Just one year into a three-year deal, Sexton, who says he loved his time in South Africa despite the ultimately disheartening ending, is not expecting to see any money anytime soon.

“I don’t know the ins and outs . . . but we were trying to get a case together, to get represented and see if we can get money we’re owed. We’ll know in a few weeks if we’ve anything to fight for. If not, we’ll have to suck it up.

“I wouldn’t take any money from the fundraisers, that’s for boys who were in serious trouble, who have kids and mortgages.

“We’ve seen the pics in South Africa, of people queuing for food parcels . . . so I’m not giving out that I lost a job in rugby. Nobody’s angry about that . . . it was the misleading and the lies.”

Sexton lined out for AIL club St Mary’s until lockdown resumed this autumn, and last week completed a two-month spell in construction, where he swapped rising high at lineouts to building industrial shelving with a friend’s company ‘Gmac’.
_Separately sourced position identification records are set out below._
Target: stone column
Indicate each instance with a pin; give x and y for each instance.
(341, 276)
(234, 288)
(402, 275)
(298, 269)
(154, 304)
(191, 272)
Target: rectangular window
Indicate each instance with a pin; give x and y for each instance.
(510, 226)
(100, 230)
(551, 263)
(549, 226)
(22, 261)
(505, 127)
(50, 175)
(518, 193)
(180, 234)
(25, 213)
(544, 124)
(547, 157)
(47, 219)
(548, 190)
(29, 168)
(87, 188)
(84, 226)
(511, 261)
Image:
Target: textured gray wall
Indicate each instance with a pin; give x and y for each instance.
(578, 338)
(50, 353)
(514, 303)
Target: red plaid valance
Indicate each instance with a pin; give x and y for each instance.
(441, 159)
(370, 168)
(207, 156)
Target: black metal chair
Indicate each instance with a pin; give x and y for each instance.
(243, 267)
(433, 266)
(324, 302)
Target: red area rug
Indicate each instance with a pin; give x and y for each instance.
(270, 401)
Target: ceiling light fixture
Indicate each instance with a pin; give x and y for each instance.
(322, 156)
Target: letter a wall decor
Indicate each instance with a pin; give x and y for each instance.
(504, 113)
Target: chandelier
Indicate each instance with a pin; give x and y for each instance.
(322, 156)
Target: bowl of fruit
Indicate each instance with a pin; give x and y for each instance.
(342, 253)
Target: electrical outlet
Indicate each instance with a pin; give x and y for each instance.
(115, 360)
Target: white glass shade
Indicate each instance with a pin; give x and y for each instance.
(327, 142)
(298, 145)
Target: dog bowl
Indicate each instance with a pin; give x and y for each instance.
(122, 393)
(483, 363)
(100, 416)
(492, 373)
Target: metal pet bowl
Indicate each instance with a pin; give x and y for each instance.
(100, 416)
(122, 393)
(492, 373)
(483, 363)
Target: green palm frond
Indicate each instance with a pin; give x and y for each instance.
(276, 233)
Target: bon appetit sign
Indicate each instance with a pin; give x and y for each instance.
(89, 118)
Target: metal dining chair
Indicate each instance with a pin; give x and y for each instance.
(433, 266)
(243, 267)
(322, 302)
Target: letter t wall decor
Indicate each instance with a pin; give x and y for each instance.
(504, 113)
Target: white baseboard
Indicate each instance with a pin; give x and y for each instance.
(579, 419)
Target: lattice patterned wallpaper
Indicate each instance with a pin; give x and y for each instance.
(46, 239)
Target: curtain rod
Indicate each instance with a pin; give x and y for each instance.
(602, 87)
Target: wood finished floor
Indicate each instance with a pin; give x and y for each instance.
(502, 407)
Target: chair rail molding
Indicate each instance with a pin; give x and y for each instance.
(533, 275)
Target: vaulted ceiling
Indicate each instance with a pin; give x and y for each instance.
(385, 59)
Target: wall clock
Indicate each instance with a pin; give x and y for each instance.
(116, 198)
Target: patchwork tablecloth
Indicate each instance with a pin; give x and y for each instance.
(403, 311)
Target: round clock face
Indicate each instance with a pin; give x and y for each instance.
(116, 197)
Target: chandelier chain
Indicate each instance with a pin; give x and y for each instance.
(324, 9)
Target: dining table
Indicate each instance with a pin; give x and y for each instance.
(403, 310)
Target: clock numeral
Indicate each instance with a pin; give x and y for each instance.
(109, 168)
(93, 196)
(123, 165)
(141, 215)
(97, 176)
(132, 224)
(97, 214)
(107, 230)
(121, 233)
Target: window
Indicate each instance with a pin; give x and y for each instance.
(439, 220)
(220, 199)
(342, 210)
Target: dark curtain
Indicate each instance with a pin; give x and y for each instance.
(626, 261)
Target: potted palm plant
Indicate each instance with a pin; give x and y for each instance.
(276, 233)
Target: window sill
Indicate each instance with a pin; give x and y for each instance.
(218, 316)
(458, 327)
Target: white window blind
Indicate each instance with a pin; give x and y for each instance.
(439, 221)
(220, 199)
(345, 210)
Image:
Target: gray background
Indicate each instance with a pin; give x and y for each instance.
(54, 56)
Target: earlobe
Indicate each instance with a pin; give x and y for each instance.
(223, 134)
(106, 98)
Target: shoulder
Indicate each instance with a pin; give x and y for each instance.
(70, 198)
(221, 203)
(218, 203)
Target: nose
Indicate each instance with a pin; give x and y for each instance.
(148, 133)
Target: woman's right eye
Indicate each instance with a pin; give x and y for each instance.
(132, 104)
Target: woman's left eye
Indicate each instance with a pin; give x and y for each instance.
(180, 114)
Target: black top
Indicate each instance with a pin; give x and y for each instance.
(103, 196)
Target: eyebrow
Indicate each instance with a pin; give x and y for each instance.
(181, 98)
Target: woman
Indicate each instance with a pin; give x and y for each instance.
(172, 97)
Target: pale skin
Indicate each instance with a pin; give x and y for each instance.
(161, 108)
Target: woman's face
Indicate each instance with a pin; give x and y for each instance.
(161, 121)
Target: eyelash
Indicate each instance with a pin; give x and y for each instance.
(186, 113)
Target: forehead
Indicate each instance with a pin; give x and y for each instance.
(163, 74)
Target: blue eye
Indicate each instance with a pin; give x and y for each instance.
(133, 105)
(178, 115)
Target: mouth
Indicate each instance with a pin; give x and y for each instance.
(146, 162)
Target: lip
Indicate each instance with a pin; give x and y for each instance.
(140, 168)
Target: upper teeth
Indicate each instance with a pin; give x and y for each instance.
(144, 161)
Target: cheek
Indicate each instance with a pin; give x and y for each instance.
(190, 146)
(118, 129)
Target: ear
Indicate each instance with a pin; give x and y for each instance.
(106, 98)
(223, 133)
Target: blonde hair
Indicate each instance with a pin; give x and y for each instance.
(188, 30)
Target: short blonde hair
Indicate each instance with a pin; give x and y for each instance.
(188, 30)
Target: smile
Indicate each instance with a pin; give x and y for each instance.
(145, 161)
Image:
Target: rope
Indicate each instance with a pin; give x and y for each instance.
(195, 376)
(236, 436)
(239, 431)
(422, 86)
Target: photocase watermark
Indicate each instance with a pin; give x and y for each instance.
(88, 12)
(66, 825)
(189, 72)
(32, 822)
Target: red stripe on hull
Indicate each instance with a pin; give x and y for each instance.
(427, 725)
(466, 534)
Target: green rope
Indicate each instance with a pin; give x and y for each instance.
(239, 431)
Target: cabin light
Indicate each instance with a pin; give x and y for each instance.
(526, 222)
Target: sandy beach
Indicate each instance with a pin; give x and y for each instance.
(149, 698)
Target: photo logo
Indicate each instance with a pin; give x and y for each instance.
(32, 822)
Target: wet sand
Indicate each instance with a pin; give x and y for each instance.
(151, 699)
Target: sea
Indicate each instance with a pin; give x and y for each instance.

“It’s not the best time to look for a normal job, is it,” Sexton says, with a half-hearted laugh.

Overall, South Africa was a very good experience. I loved the club, and the staff were excellent. We loved it, we've nothing bad to say about the place

“You can’t go into town and send CVs around. There’s no work experience in offices.

“When I heard the news from South Africa it threw me into a whirlwind, but I heard Gerry McCormack and Gmac were looking for some workers. I’d happily labour to get out of the house, and keep going for a while.”

A move to the English Championship in the New Year is a possibility for Sexton, who has experience in that division with London Irish and Jersey Reds, but hopes for a Zoom call with news of a cash windfall from South Africa seem unlikely.

“If I get anything in the next two years, it will be like a little savings account,” he said. “I’ve never had it, so I’m not planning on it.

“Overall, South Africa was a very good experience. I loved the club, and the staff were excellent. We loved it, we’ve nothing bad to say about the place. It’s a beautiful country, the restaurants were lovely and we’d great facilities. It might be dangerous in some parts, but everywhere’s dangerous to some degree.”

Just like Sexton, the Kings’ future is up in the air right now, with next season’s Pro 16 set-up looking more than likely to include four other South African teams – the Bulls, the Sharks, the Lions and the Stormers, with 2017-18 quarter finalists Cheetahs left flailing in the wings.

“As a rugby fan, honestly, that’s the best set-up for the league,” Sexton argues. “It’s harder to take for the Cheetahs as they reached the playoffs a couple of years ago, but the competition does need to be more competitive and it will be with the Super Rugby sides.

“It would be naive to think we’d [Kings] stay in. Those four sides will bring the whole standard of rugby up, and make Irish teams stand up and fight even more.”